Although it was decided to keep the Re number constant across the AR parameter range, by varying the fluid viscosity, it was decided to also test the general-stage behavior for a varying Re number, letting the dynamic viscosity be calculated via the Sutherland law, as is commonly performed in standard CFD simulations. For this reason, the simulations for AR = 0.57, 0.84, 1.10, 1.37, 1.64 and 2.08 were repeated. The efficiency variation remained almost identical to that shown in Figure 12, with the slope of the curve somewhat increased. This is because the low AR points now corresponded to a higher Reynolds number and thus resulted in a higher efficiency, whereas the opposite held for the high AR points. For AR = 0.57, the efficiency increased by about 0.35% whereas for AR = 2.08, a reduction of about 0.25% was observed.

Finally, it should also be emphasized that the prediction of the absolute level of the surge margin is notoriously difficult, not least when using a simple two-equation turbulence model such as the SST model used herein. Validation of the predictive capability of our simulations has recently been reported in [36,43], but the impacts of tip clearance and endwall blockage in compressor performance are still not completely understood [44].

Our ambition is to predict consistent trends and rank the proximities to the surge, not to establish absolute surge prediction. Also, the key observations made in this work are predominantly well away from the surge. Note that the comparison of different ARs are carried out in the reference condition for each AR; hence, we are changing the length of the rotor blades but keeping the aerodynamic load and other key aerodynamic parameters constant.

5. Conclusions

In this work, the first rotor of a high-speed multistage axial compressor [20] was used to analyze the AR influence on compressor performance. Great care was taken to allow the isolated study of the impact of the AR on the compressor performance, around its nominal design value of AR = 1.37. The isolation of the effect of the AR was achieved using a constant pitch-chord scaling procedure, allowing other key design parameters to remain relatively unaffected over a large AR range.
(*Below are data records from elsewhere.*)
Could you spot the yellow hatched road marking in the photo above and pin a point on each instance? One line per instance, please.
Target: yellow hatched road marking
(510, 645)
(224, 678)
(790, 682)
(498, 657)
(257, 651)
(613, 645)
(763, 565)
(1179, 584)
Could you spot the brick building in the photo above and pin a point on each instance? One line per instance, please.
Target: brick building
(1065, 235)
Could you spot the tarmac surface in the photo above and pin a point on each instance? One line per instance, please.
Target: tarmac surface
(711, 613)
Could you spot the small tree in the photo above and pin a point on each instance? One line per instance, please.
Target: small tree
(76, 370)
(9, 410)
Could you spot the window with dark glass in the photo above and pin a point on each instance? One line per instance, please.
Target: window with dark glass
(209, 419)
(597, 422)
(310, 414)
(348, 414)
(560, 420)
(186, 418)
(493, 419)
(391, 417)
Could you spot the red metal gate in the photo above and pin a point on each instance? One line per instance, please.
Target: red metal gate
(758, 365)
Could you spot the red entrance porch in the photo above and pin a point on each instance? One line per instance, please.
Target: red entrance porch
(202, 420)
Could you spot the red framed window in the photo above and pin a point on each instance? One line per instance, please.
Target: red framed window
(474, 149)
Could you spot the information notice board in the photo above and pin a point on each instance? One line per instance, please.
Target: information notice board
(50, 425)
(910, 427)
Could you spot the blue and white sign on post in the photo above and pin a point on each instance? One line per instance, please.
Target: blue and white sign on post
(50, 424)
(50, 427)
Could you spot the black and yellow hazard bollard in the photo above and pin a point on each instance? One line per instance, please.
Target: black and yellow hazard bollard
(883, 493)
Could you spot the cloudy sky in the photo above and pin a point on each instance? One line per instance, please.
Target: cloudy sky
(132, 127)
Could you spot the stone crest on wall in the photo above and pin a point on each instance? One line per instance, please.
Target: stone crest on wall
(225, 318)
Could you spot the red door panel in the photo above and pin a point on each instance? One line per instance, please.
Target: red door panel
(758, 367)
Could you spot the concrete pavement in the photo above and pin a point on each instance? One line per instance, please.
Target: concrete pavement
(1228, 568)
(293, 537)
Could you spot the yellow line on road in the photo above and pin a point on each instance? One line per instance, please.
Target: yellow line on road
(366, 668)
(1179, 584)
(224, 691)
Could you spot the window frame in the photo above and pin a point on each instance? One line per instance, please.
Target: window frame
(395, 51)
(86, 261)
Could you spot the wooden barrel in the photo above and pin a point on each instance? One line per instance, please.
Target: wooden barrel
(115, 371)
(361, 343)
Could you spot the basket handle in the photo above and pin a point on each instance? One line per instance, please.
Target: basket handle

The efficiency trend presented around the optimum was quite robust to Re number variation, with only a slightly amplified efficiency increase for the lower AR and a further decrease for the higher AR.

The nominal design of AR = 1.37 represents a typical high-speed, state-of-the-art aero-engine compressor design, for which a multi-objective criterion was used. The optimum was achieved by balancing the surge margin against peak efficiency. Herein, optimality in the surge margin with respect to the AR is observed, whereas a close to optimal efficiency is observed in the range from AR = 1.10 to AR = 1.64. This is only slightly higher than the AR = 1.0–1.5 range suggested for low-speed compressors [19]. Clearly, our predicted range is only indicative, considering that the definition of multi-objective optimality requires balancing efficiency and the surge margin and that the choice of balancing these two criteria requires making a design choice along a pareto optimal front.

It should be noted that this is an academic work that points out interesting results regarding the trends of efficiency and the surge margin, without the effect of tip clearance. It should be understood that the absence of this tip gap makes the work less representative in industrial terms. Hence, future work is recommended to include typical gap values and repeat the CFD simulations, in order to verify the effect of the tip clearance on the results shown here.